GC help

I am still running out of memory with my ruby application. For some
reason,
there are objects that are not getting reclaimed long after their use is
up.
I understand the mark and sweep GC algorithm. Is there a method in Ruby
to
set an object’s memory space to be collected?

Joey M. wrote:

I am still running out of memory with my ruby application. For some reason,
there are objects that are not getting reclaimed long after their use is up.
I understand the mark and sweep GC algorithm. Is there a method in Ruby to
set an object’s memory space to be collected?

Ruby’s GC will eventually collect unreferenced objects without any
intervention on your part. It may not collect them on the first sweep,
but it will collect them. You can force GC to run earlier than normal by
calling GC.start, but that doesn’t necessarily mean that every
unreferenced object will be collected on that sweep.

In one of your earlier posts you said you were using a 3rd-party
library? Have you determined that it’s not responsible for the memory
allocations?

Have you determined that no references exist to objects that you think
should have been cleaned up?

I found out it is not the 3rd party code. I am downloading images
(~320,000
ct.) as strings, and saving each to a file. The file handlers are
getting
closed. Using the Dike gem, I think I determined the bulk of the leaked
memory is in these string variables. But what I don’t understand is that
the
variables containing the strings are local to a method of an object and
should be unreferenced when that method is done, right? I’ve invoked GC
at
the end of the method and after each iteration that the method gets
called.
I’ve even set the strings to nil after they’ve been saved to a file and
before gc is called. The app is using 2G of ram and 4G of swap before it
runs of out memory and crashes about 1/3rd of the way through. I’m
really
starting to doubt Ruby’s ability to do memory intensive work. Any ideas?

Joey M. wrote:

I found out it is not the 3rd party code. I am downloading images (~320,000
ct.) as strings, and saving each to a file.

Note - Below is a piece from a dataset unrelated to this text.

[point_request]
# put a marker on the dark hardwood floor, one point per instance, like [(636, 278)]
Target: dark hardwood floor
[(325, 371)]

Why? If the images come from the Internet and go to disk, why do you
need to read them into Ruby working storage? Can’t you just shell out to
“wget” or “curl”?

Good question, unfortunately this is not a simple HTTP server. It’s an
industry standard client/server communication called RETS. Real Estate
Transaction Standard. It requires a third party library in order to
interface with the server. I wish it were that simple!!

On Sun, Mar 30, 2008 at 8:16 PM, M. Edward (Ed) Borasky
[email protected]

Joey M. wrote:

starting to doubt Ruby’s ability to do memory intensive work. Any ideas?
Many people have used Ruby for long-running tasks that use a lot of
memory. If Ruby was not collecting unused strings, don’t you think
somebody would have noticed it by now?

Actually, I think you’ve ruled out Ruby being the problem. What else is
running? Could it be using up the memory?

From: “Joey M.” [email protected]

runs of out memory and crashes about 1/3rd of the way through. I’m really
starting to doubt Ruby’s ability to do memory intensive work. Any ideas?

Do you have a small bit of code that reproduces the problem?

How are you downloading the images? Net::HTTP ? Or…?

If you can provide a small program that exhibits the memory
leak I’m sure others here would be happy to try it on their
systems as well.

Regards,

Bill

On Sun, Mar 30, 2008 at 5:07 PM, Joey M. [email protected]
wrote:

I found out it is not the 3rd party code. I am downloading images (~320,000
ct.) as strings, and saving each to a file. The file handlers are getting
closed. Using the Dike gem, I think I determined the bulk of the leaked
memory is in these string variables. But what I don’t understand is that the
variables containing the strings are local to a method of an object and
should be unreferenced when that method is done, right?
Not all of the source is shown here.